Chief Executive Officer John Stumpf has concentrated on reducing expenses as demand for corporate and consumer loans sputtered. Stumpf, 59, has been helped by waning costs tied to faulty mortgages and foreclosures as housing prices rebounded and has sought more revenue from the bank’s mortgage business, which originated almost 1 in 3 U.S. home loans last year.
“In an environment where revenues are under pressure, people want to see banks control expenses,” Jason Goldberg, a New York-based analyst with Barclays Plc, said in a phone interview before the results were announced. Wells Fargo “does have some levers” to pull, he said. Goldberg has a buy rating on Wells Fargo’s stock.
Revenue fell 1.7 percent to $21.3 billion, according to the bank. The net interest margin, which represents the gap between what banks pay depositors and what’s earned on loans, narrowed by 8 basis points from the fourth quarter to 3.48 percent.
Wells Fargo compensated by cutting noninterest expense 5 percent to $12.4 billion, and it released $200 million in reserves as loan losses eased.
Quarterly profit at the community-banking division, which includes the branch network and mortgage business, rose 25 percent to $2.92 billion from a year earlier. Net income in wholesale banking rose 9.5 percent to $2.05 billion, while earnings from the wealth and brokerage unit climbed 14 percent to $337 million.
Mortgage banking profit fell 3 percent to $2.79 billion as the firm kept $3.4 billion in conforming home loans instead of selling them, forgoing $112 million in revenue.
Wells Fargo may be vulnerable because it’s the dominant home lender and refinancing of mortgages is slowing, said Bert Ely, an independent banking consultant in Alexandria, Virginia, in an interview on Bloomberg Radio’s “Surveillance” with Tom Keene.
“A big question is at this point in time: to what extent is Wells a one-horse trick? And if and when refi activity drops off, is Wells going to continue to do well?” Mortgage originations fell 13 percent from the fourth quarter to $109 billion and applications -- a gauge of future results -- fell 7.9 percent to $140 billion, the bank said.

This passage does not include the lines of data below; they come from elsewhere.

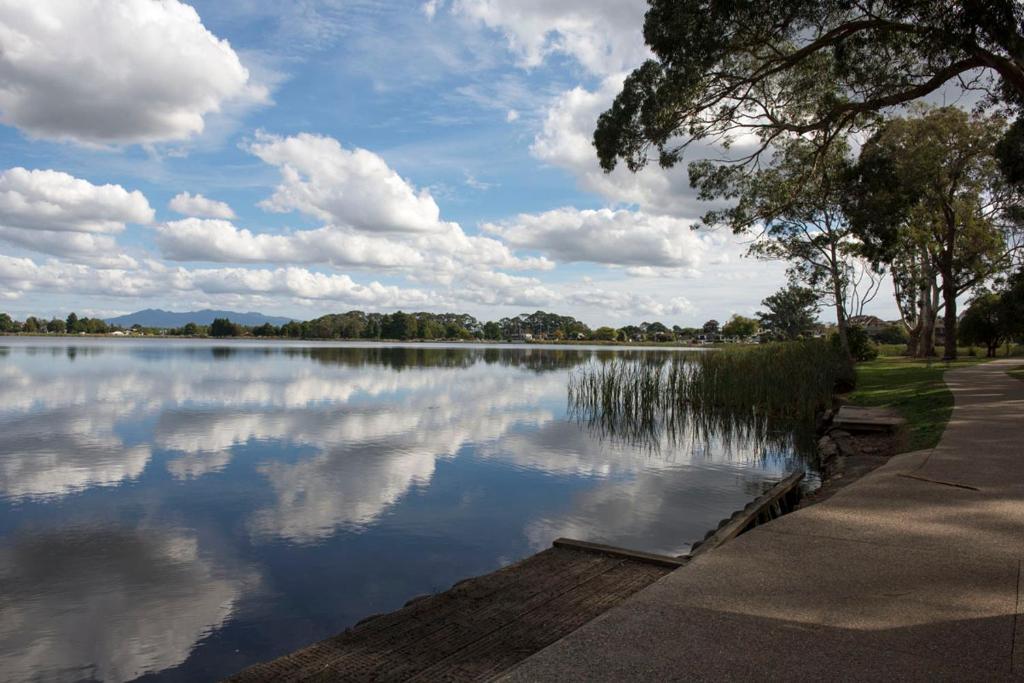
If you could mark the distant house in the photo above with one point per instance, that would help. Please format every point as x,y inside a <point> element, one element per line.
<point>869,324</point>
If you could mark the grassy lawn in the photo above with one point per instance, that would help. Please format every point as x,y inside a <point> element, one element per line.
<point>915,389</point>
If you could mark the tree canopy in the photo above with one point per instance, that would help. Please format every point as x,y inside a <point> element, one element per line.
<point>930,201</point>
<point>799,67</point>
<point>791,313</point>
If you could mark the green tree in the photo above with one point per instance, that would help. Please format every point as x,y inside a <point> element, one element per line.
<point>794,209</point>
<point>222,327</point>
<point>983,323</point>
<point>492,331</point>
<point>930,201</point>
<point>792,312</point>
<point>740,327</point>
<point>399,326</point>
<point>802,67</point>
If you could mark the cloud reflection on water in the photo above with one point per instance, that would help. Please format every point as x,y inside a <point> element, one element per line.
<point>109,603</point>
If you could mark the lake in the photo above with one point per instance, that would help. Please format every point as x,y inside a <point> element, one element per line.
<point>178,510</point>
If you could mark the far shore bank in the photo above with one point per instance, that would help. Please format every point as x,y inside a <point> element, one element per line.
<point>462,342</point>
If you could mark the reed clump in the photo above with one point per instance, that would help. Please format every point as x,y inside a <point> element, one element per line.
<point>790,380</point>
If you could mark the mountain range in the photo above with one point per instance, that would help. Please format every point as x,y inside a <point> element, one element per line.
<point>155,317</point>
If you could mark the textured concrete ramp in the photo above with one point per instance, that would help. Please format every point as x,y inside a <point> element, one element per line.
<point>477,629</point>
<point>912,573</point>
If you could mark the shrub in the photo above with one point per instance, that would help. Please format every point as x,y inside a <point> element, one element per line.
<point>861,346</point>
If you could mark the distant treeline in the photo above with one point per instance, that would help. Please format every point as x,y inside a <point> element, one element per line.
<point>356,325</point>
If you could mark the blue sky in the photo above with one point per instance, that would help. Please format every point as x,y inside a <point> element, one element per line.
<point>348,155</point>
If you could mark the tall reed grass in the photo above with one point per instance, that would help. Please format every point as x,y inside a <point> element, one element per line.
<point>788,380</point>
<point>754,399</point>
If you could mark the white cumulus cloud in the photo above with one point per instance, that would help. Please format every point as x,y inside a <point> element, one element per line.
<point>54,213</point>
<point>56,201</point>
<point>604,236</point>
<point>108,72</point>
<point>351,187</point>
<point>200,207</point>
<point>603,36</point>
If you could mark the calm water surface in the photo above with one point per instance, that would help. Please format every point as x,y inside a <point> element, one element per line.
<point>179,510</point>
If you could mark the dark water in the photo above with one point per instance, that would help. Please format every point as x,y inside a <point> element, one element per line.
<point>181,510</point>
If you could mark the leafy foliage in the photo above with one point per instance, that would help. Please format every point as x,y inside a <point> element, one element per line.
<point>792,313</point>
<point>797,67</point>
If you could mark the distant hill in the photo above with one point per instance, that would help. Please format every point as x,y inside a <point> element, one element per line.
<point>154,317</point>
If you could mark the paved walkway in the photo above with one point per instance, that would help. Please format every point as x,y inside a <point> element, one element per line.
<point>912,572</point>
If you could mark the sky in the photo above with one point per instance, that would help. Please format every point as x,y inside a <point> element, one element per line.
<point>309,157</point>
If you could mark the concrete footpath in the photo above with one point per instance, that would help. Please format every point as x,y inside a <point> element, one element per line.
<point>911,572</point>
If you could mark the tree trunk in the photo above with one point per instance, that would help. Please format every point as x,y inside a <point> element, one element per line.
<point>949,327</point>
<point>841,323</point>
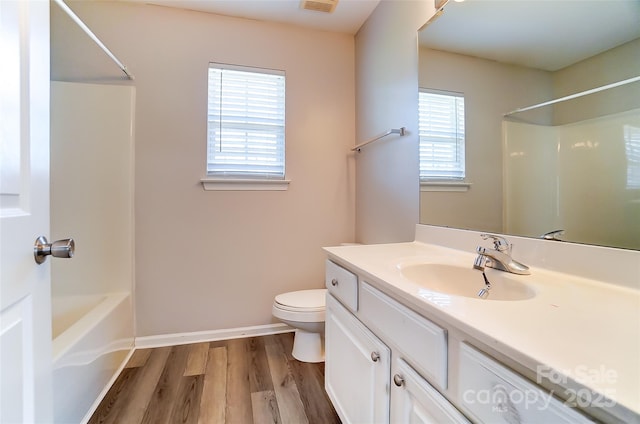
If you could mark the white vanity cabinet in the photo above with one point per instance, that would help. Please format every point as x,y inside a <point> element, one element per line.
<point>356,369</point>
<point>414,400</point>
<point>387,363</point>
<point>360,379</point>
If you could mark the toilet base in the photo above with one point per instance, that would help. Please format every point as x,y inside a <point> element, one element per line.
<point>308,347</point>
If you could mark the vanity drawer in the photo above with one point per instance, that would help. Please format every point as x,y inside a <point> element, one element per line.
<point>423,344</point>
<point>342,284</point>
<point>490,392</point>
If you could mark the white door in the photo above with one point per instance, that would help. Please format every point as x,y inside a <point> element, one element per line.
<point>357,366</point>
<point>25,297</point>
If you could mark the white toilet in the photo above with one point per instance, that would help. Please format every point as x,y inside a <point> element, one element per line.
<point>304,310</point>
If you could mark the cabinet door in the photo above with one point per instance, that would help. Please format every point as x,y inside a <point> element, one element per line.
<point>357,368</point>
<point>414,400</point>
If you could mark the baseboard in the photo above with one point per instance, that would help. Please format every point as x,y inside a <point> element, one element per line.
<point>209,336</point>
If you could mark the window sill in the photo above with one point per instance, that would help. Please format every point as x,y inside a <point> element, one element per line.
<point>454,186</point>
<point>220,184</point>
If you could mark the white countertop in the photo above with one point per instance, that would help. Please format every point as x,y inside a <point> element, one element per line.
<point>583,329</point>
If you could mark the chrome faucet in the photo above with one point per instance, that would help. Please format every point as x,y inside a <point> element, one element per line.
<point>553,235</point>
<point>499,257</point>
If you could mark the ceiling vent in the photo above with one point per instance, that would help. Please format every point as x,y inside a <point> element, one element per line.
<point>326,6</point>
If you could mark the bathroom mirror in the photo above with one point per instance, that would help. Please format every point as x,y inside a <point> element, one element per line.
<point>573,165</point>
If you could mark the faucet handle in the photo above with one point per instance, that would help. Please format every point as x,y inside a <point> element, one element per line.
<point>499,243</point>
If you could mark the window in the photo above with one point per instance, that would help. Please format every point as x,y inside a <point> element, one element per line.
<point>246,123</point>
<point>441,130</point>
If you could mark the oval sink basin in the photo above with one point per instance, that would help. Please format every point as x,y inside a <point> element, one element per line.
<point>459,281</point>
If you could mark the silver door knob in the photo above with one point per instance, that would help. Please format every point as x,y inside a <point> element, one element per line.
<point>58,249</point>
<point>398,380</point>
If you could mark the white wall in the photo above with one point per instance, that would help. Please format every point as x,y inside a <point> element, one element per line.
<point>387,97</point>
<point>614,65</point>
<point>490,89</point>
<point>215,260</point>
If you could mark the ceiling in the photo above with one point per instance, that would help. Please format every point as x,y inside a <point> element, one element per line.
<point>544,34</point>
<point>348,16</point>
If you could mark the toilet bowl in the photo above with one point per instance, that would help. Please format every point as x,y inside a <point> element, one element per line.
<point>304,310</point>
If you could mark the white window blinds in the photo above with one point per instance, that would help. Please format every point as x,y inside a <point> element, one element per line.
<point>246,122</point>
<point>441,130</point>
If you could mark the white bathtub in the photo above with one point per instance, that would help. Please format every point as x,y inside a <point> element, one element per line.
<point>92,337</point>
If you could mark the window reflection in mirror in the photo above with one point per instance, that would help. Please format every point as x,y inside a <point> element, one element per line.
<point>553,175</point>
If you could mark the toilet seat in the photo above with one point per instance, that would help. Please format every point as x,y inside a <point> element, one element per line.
<point>302,300</point>
<point>303,305</point>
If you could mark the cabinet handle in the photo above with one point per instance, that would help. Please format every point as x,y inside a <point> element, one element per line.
<point>398,380</point>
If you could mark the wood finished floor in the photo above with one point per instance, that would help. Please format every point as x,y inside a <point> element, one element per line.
<point>251,380</point>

Investment banking fees climbed 37 percent from the year earlier to $353 million. It was the first time the lender broke out the results in a quarterly earnings statement after saying in its annual filing that it made $1.29 billion last year.
Wells Fargo has been building the securities business acquired in the rescue of Wachovia Corp. during the 2008 financial crisis. Stumpf has disclaimed any interest in displacing leading firms like JPMorgan Chase & Co. or Goldman Sachs Group Inc. from the top ranks, saying the bank is motivated merely by the needs of its customers.

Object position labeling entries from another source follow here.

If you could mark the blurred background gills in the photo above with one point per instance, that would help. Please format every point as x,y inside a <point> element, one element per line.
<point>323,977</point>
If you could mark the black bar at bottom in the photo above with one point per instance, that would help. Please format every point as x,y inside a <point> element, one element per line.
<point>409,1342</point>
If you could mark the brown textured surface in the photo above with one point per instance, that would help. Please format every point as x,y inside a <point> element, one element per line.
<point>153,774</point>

The CEO has vowed to return more capital to shareholders, receiving approval to increase the quarterly dividend to 30 cents last month from 25 cents and promising more stock buybacks. The Federal Reserve approved Wells Fargo’s capital plan and the firm passed annual tests by the central bank to gauge the ability of U.S. lenders to weather an economic shock.

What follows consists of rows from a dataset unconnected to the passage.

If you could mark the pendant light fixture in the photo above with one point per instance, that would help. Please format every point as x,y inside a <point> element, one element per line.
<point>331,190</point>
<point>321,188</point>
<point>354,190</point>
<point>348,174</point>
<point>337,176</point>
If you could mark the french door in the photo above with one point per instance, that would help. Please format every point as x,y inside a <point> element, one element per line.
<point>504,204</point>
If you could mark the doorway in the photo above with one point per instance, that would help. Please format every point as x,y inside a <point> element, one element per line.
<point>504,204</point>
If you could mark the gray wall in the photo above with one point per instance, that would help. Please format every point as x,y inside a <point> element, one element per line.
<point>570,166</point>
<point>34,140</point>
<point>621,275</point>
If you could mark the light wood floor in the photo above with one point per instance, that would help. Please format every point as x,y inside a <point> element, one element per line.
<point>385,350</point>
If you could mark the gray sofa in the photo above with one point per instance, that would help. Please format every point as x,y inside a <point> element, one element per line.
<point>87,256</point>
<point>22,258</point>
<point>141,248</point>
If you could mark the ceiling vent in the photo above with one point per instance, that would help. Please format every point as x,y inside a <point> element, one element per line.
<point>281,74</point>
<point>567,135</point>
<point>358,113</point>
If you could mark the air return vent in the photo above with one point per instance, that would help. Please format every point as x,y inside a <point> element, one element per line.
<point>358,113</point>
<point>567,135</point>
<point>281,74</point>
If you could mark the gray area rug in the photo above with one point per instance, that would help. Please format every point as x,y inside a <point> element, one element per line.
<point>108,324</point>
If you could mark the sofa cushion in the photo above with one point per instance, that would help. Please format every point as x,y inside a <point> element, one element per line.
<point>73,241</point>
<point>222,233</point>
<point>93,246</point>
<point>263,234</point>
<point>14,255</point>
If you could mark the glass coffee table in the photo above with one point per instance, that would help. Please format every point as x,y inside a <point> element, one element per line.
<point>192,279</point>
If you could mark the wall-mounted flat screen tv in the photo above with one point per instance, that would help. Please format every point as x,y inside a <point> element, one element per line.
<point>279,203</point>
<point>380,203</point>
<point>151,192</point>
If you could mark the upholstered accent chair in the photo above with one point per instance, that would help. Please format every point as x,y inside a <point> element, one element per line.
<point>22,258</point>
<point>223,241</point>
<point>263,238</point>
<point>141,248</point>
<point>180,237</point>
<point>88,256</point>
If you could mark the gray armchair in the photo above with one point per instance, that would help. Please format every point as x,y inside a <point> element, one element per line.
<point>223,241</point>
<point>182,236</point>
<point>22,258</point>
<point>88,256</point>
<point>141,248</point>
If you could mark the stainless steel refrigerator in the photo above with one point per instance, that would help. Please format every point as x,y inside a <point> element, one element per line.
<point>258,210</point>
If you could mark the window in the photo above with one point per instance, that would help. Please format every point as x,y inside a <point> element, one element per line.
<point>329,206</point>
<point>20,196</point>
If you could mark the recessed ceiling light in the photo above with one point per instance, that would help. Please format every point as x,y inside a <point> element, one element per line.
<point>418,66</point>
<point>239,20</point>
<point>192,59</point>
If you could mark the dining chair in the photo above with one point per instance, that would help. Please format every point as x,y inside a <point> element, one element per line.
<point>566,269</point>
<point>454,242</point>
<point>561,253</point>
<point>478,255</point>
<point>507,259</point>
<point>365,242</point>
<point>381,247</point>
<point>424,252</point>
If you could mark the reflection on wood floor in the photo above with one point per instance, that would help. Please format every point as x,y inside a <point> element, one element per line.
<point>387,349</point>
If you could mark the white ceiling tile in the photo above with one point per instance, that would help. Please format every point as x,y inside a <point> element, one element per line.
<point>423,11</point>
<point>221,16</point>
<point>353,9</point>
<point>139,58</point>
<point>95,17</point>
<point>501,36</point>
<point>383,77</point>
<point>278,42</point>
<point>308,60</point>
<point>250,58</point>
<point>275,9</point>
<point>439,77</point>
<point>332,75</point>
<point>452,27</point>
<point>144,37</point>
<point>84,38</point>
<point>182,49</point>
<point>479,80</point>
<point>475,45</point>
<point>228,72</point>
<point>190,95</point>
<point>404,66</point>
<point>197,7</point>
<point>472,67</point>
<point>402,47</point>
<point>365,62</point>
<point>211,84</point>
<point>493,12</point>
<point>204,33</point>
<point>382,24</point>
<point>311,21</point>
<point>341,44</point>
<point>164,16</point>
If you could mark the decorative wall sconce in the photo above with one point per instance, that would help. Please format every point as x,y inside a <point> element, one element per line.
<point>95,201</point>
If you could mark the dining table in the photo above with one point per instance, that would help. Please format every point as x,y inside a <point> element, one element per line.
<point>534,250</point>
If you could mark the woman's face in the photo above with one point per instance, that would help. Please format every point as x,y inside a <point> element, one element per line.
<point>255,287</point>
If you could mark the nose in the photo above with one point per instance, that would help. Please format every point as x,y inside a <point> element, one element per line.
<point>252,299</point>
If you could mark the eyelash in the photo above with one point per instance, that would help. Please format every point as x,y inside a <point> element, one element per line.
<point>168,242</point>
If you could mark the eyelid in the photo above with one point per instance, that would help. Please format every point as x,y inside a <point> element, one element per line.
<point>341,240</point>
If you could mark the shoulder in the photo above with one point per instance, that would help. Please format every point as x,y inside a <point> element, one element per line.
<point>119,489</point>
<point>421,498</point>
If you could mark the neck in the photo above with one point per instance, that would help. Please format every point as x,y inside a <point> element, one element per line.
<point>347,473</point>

Wells Fargo declined 0.2 percent to $37.51 yesterday and slipped to $36.65 as of 9:35 a.m. in New York. The shares gained 9.7 percent this year through yesterday, trailing the 11 percent rise in the 24-company KBW Bank Index. Warren Buffett’s Berkshire Hathaway Inc. is the largest shareholder, with a stake of more than 8 percent, according to data compiled by Bloomberg.
The stock sells for about 1.8 times tangible book value, the firm’s theoretical liquidation price, compared with about 1.5 percent for commercial lenders in the KBW Bank Index.
“For investors looking at Wells Fargo, the revenue outlook is relatively more important,” said Richard Staite, a London-based analyst at Atlantic Equities LLP. “You need to see revenue growth to justify the slightly higher valuation.” Staite, who spoke before results were released, had a neutral rating on the stock and a $37 price target for 12 months.
JPMorgan, the biggest U.S. bank, said today that first-quarter profit rose 33 percent to an all-time high as improving consumer credit quality allowed the company to cut loan-loss reserves. While mortgage volume jumped 37 percent, mortgage-banking net income dropped 31 percent.